Raoul Couture is an aquatic geochemist studying coupled geochemical cycles in lakes, soils and sediments, with a focus developing sampling approaches and modelling tools suitable for northern aquatic environments. His research touches on 1- the environmental and aquatic geochemistry of major elements and nutrients, 2- the modelling of water quality (reactive transport, diagenetic and lake modelling), and 3- the fate and speciation of redox-sensitive elements such as sulfur, arsenic, selenium and vanadium. In the field, he is particularly interested in the succession of redox processes taking place across reactive interfaces, such as the sediment-water interface and the oxic-anoxic interface in lakes and aquifers. He specializes in acquiring field datasets on the distribution of elements in the water column, sediment and pore water, and on their interpretation using numerical models. 

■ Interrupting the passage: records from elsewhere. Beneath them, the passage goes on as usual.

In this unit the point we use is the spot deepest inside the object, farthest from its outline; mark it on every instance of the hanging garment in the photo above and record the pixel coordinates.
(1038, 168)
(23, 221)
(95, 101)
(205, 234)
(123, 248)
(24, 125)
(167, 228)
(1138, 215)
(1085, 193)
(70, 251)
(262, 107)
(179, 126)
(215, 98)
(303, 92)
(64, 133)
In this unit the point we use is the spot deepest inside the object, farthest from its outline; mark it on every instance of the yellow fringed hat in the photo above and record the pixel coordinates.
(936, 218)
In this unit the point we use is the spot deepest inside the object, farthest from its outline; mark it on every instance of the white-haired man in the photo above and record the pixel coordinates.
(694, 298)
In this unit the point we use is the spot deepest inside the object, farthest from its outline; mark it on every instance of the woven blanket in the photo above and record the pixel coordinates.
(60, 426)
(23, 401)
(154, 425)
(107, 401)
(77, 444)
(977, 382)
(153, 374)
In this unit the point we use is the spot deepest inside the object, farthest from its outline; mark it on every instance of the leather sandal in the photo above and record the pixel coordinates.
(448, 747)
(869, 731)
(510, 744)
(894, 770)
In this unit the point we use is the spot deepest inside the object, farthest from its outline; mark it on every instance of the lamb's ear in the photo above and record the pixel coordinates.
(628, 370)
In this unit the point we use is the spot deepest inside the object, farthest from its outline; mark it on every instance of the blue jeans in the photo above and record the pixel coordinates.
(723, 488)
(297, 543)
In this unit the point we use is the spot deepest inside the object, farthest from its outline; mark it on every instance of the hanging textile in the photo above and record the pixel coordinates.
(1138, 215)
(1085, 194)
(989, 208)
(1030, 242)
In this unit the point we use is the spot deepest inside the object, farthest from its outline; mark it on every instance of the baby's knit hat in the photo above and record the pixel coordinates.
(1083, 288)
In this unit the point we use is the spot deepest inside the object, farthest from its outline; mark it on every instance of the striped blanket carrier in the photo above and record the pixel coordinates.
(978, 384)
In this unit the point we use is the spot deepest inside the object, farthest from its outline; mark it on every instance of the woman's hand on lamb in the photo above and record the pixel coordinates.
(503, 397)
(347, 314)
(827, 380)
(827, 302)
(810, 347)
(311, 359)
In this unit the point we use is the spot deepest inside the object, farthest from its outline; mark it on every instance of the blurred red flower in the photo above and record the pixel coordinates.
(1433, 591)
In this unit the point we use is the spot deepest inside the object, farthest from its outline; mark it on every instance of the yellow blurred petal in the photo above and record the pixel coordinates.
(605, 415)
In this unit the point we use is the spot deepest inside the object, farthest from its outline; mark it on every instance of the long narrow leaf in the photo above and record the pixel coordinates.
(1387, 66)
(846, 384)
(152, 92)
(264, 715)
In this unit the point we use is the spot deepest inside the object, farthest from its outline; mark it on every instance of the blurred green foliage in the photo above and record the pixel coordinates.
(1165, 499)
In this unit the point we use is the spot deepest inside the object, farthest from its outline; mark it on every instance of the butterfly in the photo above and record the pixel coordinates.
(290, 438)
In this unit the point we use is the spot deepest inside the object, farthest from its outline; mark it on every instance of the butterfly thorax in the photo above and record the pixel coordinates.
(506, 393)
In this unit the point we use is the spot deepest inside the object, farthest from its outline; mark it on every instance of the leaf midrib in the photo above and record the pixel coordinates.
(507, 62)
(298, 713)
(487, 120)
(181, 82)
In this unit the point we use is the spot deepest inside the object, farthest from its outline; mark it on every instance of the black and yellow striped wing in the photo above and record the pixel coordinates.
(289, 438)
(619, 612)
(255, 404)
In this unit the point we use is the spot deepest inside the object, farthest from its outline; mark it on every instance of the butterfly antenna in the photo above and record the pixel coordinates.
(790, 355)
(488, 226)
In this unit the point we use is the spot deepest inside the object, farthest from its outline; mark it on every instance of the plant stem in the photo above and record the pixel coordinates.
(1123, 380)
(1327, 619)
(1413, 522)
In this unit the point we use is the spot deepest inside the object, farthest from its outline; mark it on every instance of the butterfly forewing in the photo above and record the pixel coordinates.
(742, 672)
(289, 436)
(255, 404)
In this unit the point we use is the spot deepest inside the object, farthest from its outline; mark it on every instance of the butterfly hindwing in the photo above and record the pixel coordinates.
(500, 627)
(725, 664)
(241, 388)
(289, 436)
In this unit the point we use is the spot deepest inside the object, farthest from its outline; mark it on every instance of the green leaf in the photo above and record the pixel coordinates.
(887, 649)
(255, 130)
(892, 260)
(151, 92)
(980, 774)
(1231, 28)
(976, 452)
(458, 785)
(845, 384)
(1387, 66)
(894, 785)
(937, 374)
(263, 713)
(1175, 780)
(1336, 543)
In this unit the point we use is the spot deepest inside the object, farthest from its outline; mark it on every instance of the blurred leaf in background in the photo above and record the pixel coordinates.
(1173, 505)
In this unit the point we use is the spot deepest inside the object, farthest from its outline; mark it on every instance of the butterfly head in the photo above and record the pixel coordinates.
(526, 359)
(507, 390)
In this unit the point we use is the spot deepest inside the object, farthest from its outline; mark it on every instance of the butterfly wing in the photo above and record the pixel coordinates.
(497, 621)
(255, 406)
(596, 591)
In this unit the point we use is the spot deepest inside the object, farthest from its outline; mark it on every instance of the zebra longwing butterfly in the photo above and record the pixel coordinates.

He holds a BSc in Chemistry (2004) from Laval University, and a PhD in Water Sciences (2010) from the University of Quebec-INRS (Canada). He held a 6-month Marie-Curie Scholarship at the Center for Environmental Geosciences (CEREGE), in Marseille (France), and was a FRQNT postdoctoral fellow at the Georgia Institute of Technology in Atlanta, USA. From 2011 to 2013, he was a research faculty at the Department of Earth and Environmental Sciences at the University of Waterloo (Canada) with the CERC in Ecohydrology. From 2013 to 2018, he was a researcher, then section head at the Norwegian Institute for Water Research (NIVA) in Oslo, Norway, where he focused on the biogeochemical processes at the catchment scale. In 2018, he joined the Department of Chemistry at Laval University as an Associate Professor, where he holds the Sentinel North Research Chair in Aquatic Geochemistry. At University Laval, he is an active member of the Center for Northern Studies and deputy director of the Takuvik CNRS Joint International Laboratory.